We have applied this method to the complete genome for Escherichia coli strain K12 and looked at how well our method performed on a set of 60 experimentally verified small proteins from this organism. Out of a total of 11 407 possible ORFs, we found that 6 of the top 10 and 27 of the top 100 predictions belonged to the set of 60 experimentally verified small proteins. We found 35 of all the true small proteins within the top 200 predictions. We compared our method to Glimmer, using a default Glimmer protocol and a modified small ORF Glimmer protocol with a lower minimum size cutoff. The default Glimmer protocol identified 16 of the true small proteins (all in the top 200 predictions), but failed to predict on 34 due to size cutoffs.

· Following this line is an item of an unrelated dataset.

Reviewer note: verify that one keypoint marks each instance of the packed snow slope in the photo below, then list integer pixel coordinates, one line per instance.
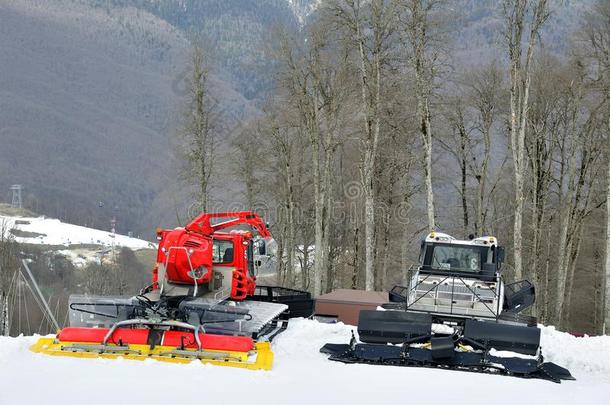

The small ORF Glimmer protocol made predictions for all the experimentally verified small proteins but only contained 9 of the 60 true small proteins within the top 200 predictions.
准确预测编码小蛋白(约 50 个氨基酸或更少)的基因仍然是生物信息学中一个难以捉摸的开放性问题。一些最好的基因预测方法要么使用序列组成分析,要么使用与已知蛋白质编码序列的序列相似性。然而,这些方法对于小蛋白往往不适用,要么是因为缺乏经过实验验证的小蛋白编码基因,要么是因为小序列的统计意义有限。我们的方法基于这样的假设,即真正的小蛋白将受到编码特定氨基酸序列的选择压力,以便核糖体易于翻译和结构稳定。这种稳定性可以独立实现,也可以作为更大蛋白质复合物的一部分。根据这一假设,可以得出结论,小蛋白应该显示出与较大蛋白相似的保守局部蛋白质结构特性。我们的方法结合了神经网对三个局部结构字母表的预测,使用 22 个密切相关细菌基因组的基因组比对进行比较基因组分析,以生成给定开放阅读框(ORF)是否编码小蛋白的预测。
我们将这种方法应用于大肠杆菌 K12 菌株的完整基因组,并研究了我们的方法在该生物的 60 个经过实验验证的小蛋白集合上的表现如何。在总共 11407 个可能的 ORF 中,我们发现排名前 10 的 ORF 中有 6 个和排名前 100 的 ORF 中有 27 个属于这 60 个经过实验验证的小蛋白集合。我们在排名前 200 的预测中找到了所有真正的小蛋白中的 35 个。我们将我们的方法与 Glimmer 进行了比较,使用默认的 Glimmer 协议和一个修改后的小 ORF Glimmer 协议,该协议的最小尺寸截止值较低。默认的 Glimmer 协议识别了 16 个真正的小蛋白(全部在排名前 200 的预测中),但由于尺寸截止值,未能预测到 34 个。小 ORF Glimmer 协议对所有经过实验验证的小蛋白都进行了预测,但在排名前 200 的预测中仅包含 60 个真正小蛋白中的 9 个。